On the Theory of Function Placement and Chaining for Network Function Virtualization.

Network function virtualization (NFV) can significantly reduce the operation cost and speed up the deployment for network services to markets. Under NFV, a network service is composed by a chain of ordered virtual functions, or we call a "network function chain." A fundamental question is when given a number of network function chains, on which servers should we place these functions and how should we form a chain on these functions? This is challenging due to the intricate dependency relationship of functions and the intrinsic complex nature of the optimization. In this paper, we formulate the function placement and chaining problem as an integer optimization, where each variable is an indicator whether one service chain can be deployed on a configuration (or a possible function placement of a service chain).

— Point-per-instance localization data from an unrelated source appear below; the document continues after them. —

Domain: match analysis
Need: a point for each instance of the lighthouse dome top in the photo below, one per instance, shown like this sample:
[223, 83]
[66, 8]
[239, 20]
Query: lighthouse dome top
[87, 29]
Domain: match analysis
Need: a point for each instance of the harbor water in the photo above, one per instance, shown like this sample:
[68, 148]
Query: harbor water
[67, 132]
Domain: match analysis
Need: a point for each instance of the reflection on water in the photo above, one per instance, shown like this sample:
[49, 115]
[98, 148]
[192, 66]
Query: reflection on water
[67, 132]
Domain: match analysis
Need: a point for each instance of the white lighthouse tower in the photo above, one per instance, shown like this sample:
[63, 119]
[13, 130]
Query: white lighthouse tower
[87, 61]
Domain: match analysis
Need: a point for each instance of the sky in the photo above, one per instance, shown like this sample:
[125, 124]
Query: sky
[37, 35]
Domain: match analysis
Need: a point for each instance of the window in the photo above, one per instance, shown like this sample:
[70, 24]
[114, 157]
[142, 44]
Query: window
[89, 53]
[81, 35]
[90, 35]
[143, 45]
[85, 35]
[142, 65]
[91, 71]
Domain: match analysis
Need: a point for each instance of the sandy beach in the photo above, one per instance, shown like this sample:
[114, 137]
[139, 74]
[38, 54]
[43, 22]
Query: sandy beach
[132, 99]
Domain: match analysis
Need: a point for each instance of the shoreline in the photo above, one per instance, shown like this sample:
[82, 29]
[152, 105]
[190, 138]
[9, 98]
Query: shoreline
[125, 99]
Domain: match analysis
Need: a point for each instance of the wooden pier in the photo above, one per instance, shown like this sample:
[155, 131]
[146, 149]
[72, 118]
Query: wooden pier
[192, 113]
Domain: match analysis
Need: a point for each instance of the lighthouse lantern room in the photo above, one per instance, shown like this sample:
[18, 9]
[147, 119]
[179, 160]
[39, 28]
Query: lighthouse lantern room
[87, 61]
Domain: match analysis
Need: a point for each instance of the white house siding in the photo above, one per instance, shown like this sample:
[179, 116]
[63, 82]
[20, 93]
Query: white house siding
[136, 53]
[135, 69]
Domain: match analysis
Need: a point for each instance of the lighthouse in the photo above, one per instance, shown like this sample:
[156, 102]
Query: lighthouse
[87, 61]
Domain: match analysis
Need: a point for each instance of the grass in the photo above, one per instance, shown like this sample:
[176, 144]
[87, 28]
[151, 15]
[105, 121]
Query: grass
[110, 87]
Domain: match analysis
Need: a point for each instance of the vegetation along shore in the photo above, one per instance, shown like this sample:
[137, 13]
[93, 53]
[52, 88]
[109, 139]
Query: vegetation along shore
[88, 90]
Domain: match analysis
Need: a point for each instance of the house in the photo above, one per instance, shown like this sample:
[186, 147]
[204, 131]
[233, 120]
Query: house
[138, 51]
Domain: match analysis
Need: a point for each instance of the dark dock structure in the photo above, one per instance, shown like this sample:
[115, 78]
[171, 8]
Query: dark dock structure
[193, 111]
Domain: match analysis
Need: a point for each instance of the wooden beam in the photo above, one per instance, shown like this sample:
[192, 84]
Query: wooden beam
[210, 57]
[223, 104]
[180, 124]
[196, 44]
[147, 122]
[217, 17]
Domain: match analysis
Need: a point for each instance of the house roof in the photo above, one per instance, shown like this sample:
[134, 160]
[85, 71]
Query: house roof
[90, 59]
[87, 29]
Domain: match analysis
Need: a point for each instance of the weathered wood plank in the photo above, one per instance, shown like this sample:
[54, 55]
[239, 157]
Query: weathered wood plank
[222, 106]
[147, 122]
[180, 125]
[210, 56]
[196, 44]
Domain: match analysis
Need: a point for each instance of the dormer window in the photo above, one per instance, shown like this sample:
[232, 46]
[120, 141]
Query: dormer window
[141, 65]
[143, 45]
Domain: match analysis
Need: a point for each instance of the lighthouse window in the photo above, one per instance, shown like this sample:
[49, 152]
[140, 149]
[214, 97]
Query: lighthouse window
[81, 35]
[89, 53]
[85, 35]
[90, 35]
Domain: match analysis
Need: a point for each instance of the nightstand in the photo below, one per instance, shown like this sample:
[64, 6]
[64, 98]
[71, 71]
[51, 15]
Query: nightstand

While this problem is generally NP-hard, our contribution is to show that it can be mapped to an exponential number of min-cost flow problems. Instead of solving all the min-cost problems, one can select a small number of mapped min-cost problems, which are likely to have a low cost. To achieve this, we relax the integer problem into a fractional linear problem, and theoretically prove that the fractional solutions possess some desirable properties, i.e., the number and the utilization of selected configurations can be upper and lower bounded, respectively. Based on such properties, we determine some "good" configurations selected from the fractional solution and determine the mapped min-cost flow problem, and this helps us to develop efficient algorithms for network function placement and chaining. Via extensive simulations, we show that our algorithms significantly outperform state-of-art algorithms and achieve near-optimal performance.